Paper ID: 2405.06238

A Novel Pseudo Nearest Neighbor Classification Method Using Local Harmonic Mean Distance

Junzhuo Chen, Zhixin Lu, Shitong Kang

In the realm of machine learning, the KNN classification algorithm is widely recognized for its simplicity and efficiency. However, its sensitivity to the K value poses challenges, especially with small sample sizes or outliers, impacting classification performance. This article introduces a novel KNN-based classifier called LMPHNN (Novel Pseudo Nearest Neighbor Classification Method Using Local Harmonic Mean Distance).
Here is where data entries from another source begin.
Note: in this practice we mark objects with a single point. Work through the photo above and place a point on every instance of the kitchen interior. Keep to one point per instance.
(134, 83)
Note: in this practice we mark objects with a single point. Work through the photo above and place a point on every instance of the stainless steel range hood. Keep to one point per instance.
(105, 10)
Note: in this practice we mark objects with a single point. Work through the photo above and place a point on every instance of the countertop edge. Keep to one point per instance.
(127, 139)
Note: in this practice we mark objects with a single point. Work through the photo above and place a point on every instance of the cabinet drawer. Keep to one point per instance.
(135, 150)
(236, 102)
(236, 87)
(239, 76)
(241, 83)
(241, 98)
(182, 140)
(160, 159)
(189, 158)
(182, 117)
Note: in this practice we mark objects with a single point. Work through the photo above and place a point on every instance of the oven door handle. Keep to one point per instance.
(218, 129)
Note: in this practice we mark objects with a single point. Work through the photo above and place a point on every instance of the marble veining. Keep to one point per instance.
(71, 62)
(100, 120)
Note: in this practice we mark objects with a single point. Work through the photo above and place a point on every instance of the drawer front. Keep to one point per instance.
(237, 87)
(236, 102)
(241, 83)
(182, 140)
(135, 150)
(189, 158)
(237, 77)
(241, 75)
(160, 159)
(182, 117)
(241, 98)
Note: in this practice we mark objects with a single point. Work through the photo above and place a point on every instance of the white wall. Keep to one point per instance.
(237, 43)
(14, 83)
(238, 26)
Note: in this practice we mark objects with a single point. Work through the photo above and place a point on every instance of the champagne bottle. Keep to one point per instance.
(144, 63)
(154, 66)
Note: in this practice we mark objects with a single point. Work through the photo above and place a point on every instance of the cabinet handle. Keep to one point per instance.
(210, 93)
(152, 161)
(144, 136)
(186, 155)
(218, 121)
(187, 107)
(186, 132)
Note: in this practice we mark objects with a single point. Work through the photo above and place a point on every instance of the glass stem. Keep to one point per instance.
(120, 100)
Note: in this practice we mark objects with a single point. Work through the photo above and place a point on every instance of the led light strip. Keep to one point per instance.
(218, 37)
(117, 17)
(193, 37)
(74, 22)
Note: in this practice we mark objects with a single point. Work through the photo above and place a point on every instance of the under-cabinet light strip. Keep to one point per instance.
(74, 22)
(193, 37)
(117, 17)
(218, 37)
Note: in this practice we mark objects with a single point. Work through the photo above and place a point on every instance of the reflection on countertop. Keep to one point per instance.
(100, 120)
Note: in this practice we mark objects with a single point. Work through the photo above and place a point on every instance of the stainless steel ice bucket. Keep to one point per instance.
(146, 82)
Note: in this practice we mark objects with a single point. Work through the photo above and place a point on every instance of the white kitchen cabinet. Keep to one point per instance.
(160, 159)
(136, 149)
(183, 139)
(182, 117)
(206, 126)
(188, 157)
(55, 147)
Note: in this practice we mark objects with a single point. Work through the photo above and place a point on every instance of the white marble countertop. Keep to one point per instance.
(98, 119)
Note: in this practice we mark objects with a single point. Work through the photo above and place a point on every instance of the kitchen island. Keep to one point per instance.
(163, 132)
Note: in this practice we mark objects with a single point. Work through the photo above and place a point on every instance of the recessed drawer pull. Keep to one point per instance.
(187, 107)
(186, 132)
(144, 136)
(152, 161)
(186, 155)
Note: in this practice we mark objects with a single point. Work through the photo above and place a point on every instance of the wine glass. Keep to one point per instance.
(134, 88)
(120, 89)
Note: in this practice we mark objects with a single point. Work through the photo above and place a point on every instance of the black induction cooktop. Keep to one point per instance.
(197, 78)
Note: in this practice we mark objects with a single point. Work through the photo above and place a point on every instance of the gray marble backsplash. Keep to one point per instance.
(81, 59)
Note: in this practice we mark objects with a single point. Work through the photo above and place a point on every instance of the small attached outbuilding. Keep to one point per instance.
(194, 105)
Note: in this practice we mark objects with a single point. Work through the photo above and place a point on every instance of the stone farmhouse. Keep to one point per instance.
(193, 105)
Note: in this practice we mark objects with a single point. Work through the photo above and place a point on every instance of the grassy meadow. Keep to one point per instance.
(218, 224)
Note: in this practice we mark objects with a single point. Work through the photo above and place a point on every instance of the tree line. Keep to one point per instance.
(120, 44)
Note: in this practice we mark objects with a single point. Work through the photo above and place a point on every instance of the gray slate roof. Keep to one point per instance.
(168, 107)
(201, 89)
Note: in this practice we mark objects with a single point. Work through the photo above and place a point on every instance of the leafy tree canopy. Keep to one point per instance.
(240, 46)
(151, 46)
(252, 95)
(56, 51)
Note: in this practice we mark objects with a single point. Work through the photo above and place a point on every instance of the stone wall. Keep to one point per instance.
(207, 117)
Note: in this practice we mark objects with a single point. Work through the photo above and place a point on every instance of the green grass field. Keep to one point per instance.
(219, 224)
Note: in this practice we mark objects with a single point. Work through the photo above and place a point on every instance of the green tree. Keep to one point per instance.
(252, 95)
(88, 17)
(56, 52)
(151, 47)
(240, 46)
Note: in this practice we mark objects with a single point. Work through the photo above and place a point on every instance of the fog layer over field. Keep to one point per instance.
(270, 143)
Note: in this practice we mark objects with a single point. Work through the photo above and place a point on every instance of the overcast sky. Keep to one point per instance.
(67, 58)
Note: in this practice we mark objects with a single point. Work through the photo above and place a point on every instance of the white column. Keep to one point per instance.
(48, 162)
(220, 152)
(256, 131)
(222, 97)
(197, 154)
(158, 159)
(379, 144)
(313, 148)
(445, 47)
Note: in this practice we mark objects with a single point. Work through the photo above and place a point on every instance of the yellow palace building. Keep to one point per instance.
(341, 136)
LMPHNN leverages harmonic mean distance (HMD) to improve classification performance based on LMPNN rules and HMD. The classifier begins by identifying k nearest neighbors for each class and generates distinct local vectors as prototypes. Pseudo nearest neighbors (PNNs) are then created based on the local mean for each class, determined by comparing the HMD of the sample with the initial k group. Classification is determined by calculating the Euclidean distance between the query sample and PNNs, based on the local mean of these categories. Extensive experiments on various real UCI datasets and combined datasets compare LMPHNN with seven KNN-based classifiers, using precision, recall, accuracy, and F1 as evaluation metrics. LMPHNN achieves an average precision of 97%, surpassing other methods by 14%. The average recall improves by 12%, with an average accuracy enhancement of 5%. Additionally, LMPHNN demonstrates a 13% higher average F1 value compared to other methods. In summary, LMPHNN outperforms other classifiers, showcasing lower sensitivity with small sample sizes.

Submitted: May 10, 2024